Lieferdefekte sind in den vergangenen Monaten das vielleicht größte Ärgernis am HV-Tisch. Der Chemnitzer Apotheker Jürgen Hoffmann will die Politik drängen, endlich etwas zu unternehmen und startet am kommenden Freitag eine Petition gegen Lieferengpässe. Wie genau die ablaufen soll, weiß er selbst noch nicht, aber: „Es war mir wichtig, dass endlich mal jemand etwas unternimmt!“
„Das ist schon wie zu DDR-Zeiten“, sagt Hoffmann hörbar erregt. „Da haben wir auch stapelweise Rezepte gesammelt, Klammern dran gemacht und wenn dann mal eine Lieferung aus Bulgarien kam, haben wir den Stapel abgearbeitet.“ Aktuell wurmt ihn, dass die Apotheker für die Fehler von Politik und Wirtschaft den Kopf hinhalten müssen. Die Patienten würden oft mit Unverständnis reagieren, wenn er ihnen ein verschriebenes Präparat nicht abgeben könne. Auch um solchen Diskussionen endlich aus dem Weg gehen zu können, habe er die Petition initiiert.

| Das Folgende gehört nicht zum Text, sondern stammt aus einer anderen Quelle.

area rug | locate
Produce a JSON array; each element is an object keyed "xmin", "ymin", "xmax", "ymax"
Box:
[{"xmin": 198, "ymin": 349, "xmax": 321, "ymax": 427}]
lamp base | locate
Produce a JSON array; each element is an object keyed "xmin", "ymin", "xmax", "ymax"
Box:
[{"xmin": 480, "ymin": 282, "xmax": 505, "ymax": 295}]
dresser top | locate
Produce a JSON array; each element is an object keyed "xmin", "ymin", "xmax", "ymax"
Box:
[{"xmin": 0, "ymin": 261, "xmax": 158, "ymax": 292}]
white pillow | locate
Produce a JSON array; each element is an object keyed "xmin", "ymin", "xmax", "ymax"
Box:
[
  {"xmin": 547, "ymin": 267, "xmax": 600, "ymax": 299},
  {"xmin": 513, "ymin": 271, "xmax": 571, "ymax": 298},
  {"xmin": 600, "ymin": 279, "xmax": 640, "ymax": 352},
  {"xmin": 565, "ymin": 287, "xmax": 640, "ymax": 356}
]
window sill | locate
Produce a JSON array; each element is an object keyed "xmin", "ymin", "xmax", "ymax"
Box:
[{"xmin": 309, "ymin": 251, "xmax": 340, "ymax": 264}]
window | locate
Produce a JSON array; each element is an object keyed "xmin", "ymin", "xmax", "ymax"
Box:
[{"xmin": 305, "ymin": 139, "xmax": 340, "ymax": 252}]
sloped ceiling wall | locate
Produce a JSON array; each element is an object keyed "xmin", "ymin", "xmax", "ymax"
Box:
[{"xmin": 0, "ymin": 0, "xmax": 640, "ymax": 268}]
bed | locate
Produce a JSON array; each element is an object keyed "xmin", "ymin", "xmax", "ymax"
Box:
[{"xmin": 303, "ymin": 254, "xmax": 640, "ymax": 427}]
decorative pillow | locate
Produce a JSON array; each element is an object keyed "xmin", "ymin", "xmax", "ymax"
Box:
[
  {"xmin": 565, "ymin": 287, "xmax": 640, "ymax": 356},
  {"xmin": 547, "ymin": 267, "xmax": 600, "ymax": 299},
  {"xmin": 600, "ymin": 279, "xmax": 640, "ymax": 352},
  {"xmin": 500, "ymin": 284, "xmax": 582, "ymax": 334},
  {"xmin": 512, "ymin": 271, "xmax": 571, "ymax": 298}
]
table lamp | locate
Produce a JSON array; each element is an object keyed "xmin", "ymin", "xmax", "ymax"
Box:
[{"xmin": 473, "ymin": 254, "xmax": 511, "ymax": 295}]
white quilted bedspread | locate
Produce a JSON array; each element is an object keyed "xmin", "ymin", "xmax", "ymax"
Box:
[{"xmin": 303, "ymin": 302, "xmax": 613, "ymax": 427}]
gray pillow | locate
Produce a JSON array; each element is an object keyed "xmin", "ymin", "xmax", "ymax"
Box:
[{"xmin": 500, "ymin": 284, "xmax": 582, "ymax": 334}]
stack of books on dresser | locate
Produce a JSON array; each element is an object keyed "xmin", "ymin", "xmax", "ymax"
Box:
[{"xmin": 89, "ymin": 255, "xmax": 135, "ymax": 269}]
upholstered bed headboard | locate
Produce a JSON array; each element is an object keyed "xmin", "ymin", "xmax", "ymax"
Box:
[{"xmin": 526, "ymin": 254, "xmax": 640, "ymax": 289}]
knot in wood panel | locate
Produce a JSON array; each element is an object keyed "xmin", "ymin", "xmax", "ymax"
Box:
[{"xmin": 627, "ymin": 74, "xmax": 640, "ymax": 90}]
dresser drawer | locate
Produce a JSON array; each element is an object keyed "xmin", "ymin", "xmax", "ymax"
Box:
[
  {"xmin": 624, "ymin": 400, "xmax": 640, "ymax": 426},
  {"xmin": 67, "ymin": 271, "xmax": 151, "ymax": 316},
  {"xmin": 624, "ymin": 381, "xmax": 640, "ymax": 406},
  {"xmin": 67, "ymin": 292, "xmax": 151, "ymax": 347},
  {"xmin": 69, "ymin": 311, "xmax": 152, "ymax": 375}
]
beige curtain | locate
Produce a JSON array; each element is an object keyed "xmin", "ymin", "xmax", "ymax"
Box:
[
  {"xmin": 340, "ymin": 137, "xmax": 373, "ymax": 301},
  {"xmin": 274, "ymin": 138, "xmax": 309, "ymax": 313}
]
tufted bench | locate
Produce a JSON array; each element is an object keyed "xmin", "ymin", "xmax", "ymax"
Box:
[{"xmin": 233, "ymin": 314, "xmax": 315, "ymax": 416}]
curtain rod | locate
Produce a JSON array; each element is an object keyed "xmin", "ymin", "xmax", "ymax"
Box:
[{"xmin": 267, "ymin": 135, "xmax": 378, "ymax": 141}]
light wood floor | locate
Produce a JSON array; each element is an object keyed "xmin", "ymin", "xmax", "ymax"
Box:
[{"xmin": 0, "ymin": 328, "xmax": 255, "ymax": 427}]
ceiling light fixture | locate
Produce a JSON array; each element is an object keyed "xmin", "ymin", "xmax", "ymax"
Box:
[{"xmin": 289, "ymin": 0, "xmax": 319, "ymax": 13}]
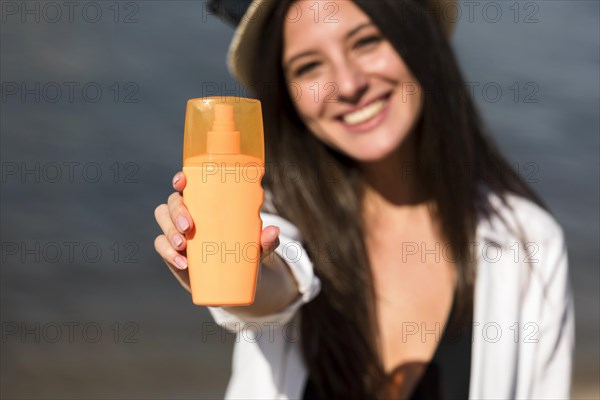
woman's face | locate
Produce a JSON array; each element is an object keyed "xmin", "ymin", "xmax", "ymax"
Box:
[{"xmin": 282, "ymin": 0, "xmax": 422, "ymax": 161}]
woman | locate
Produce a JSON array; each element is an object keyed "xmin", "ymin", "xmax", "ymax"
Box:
[{"xmin": 155, "ymin": 0, "xmax": 574, "ymax": 399}]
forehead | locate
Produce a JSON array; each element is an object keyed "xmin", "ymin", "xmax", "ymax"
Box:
[{"xmin": 283, "ymin": 0, "xmax": 370, "ymax": 47}]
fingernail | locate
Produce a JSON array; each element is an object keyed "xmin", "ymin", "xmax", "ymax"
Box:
[
  {"xmin": 173, "ymin": 174, "xmax": 181, "ymax": 185},
  {"xmin": 171, "ymin": 233, "xmax": 183, "ymax": 247},
  {"xmin": 175, "ymin": 256, "xmax": 187, "ymax": 269},
  {"xmin": 177, "ymin": 215, "xmax": 190, "ymax": 232}
]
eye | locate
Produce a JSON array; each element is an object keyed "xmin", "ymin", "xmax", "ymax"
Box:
[{"xmin": 356, "ymin": 35, "xmax": 382, "ymax": 47}]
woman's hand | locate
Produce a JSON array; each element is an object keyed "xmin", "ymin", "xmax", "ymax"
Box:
[{"xmin": 154, "ymin": 172, "xmax": 279, "ymax": 292}]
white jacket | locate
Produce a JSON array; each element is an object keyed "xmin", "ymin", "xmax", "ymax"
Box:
[{"xmin": 209, "ymin": 190, "xmax": 575, "ymax": 399}]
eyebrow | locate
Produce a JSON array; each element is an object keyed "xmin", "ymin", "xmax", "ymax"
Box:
[{"xmin": 285, "ymin": 22, "xmax": 373, "ymax": 69}]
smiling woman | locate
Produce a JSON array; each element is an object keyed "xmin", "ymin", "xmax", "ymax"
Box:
[{"xmin": 152, "ymin": 0, "xmax": 574, "ymax": 399}]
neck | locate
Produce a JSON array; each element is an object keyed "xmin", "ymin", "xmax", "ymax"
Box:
[{"xmin": 361, "ymin": 134, "xmax": 428, "ymax": 209}]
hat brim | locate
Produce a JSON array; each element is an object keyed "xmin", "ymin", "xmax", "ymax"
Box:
[{"xmin": 227, "ymin": 0, "xmax": 456, "ymax": 88}]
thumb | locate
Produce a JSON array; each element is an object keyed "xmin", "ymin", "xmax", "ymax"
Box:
[{"xmin": 260, "ymin": 225, "xmax": 280, "ymax": 261}]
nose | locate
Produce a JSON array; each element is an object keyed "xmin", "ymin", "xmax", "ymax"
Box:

Seit 1991 betreibt Hoffmann in Burgstädt bei Chemnitz die zentral gelegene Schwanen-Apotheke, „aber Innenstadt einer Kleinstadt ist ja heutzutage auch nicht mehr so viel wert wie die in einer Großstadt“, erklärt er. Dass er kürzlich eine Mitarbeiterin zu Marketing-Zwecken eingestellt hat, gab den nötigen Impuls. Sie habe ihn auf die Idee gebracht, nicht nur selbstständig Unterschriften zu sammeln, sondern mit einer Petition politischen Druck aufzubauen. Zuletzt hatte Pharmaziestudent Benedikt Bühler für ein Verbot des Rx-Versands Unterschriften gesammelt, damit habe Hoffmanns Vorstoß aber nichts zu tun.
Ziel der Petition solle sein, dass der Bundestag Pharmaunternehmen gesetzlich dazu verpflichtet, wichtige Arzneimittel stets auf Vorrat zu halten. Bei ausbleibenden Lieferungen sollen ihnen harte Strafen auferlegt werden, so die Forderung weiter. Doch auch an der Wurzel will Hoffmann anpacken: „Für mich sind eindeutig die Rabattverträge schuld an den Lieferproblemen“, sagt er. „Wenn ich für Medikamente kaum noch etwas bezahle, ist es doch klar, dass die Hersteller nur noch das produzieren, was viel einbringt.“ Deshalb fordert er in der Petition auch die Abschaffung der Rabattverträge. „Meiner Meinung nach sind Festbeträge völlig ausreichend“, sagt er.
Ob die Petition letztlich wirklich zu politischen Veränderungen führen wird, wagt Hoffmann noch nicht zu prognostizieren. „Dass das politisch etwas bewegt, sehe ich noch nicht. Aber mir war es wichtig, dass jemand überhaupt erstmal etwas macht.“ So wundere es ihn auch, dass das Thema in den Medien nicht mehr diskutiert werde.
Damit die Aktion Schwung bekommt, müssen sich natürlich möglichst viele Apotheken beteiligen. Der Petitionsbogen wird am Donnerstag auf der Homepage der Schwanen-Apotheke veröffentlicht, wie er seine Botschaft aber aktiv weiterverbreiten soll, darüber habe er sich noch keine Gedanken gemacht, räumt er ein. „Eigentlich müssten da ja die Kammer oder der Verband auch mal etwas in Angriff nehmen“, sagt er.
Ab Freitag liegt die Petition in seiner Apotheke aus, er wolle sich bemühen, Patienten aktiv auf das Anliegen anzusprechen und sie über die Problemlage aufzuklären. „Aber die Unterschriften aus unserer Apotheke werden da natürlich noch nicht reichen.“ Eine weitere Überlegung wäre es, die Petition auch online zugänglich zu machen, auch darum habe er sich noch nicht gekümmert. Bevor die Petition beim zuständigen Bundestagsausschuss angemeldet wird, sollten derlei Fragen geklärt sein – denn dann beginnt die vierwöchige Frist zur Erreichung des notwendigen Quorums von 50.000 Unterschriften.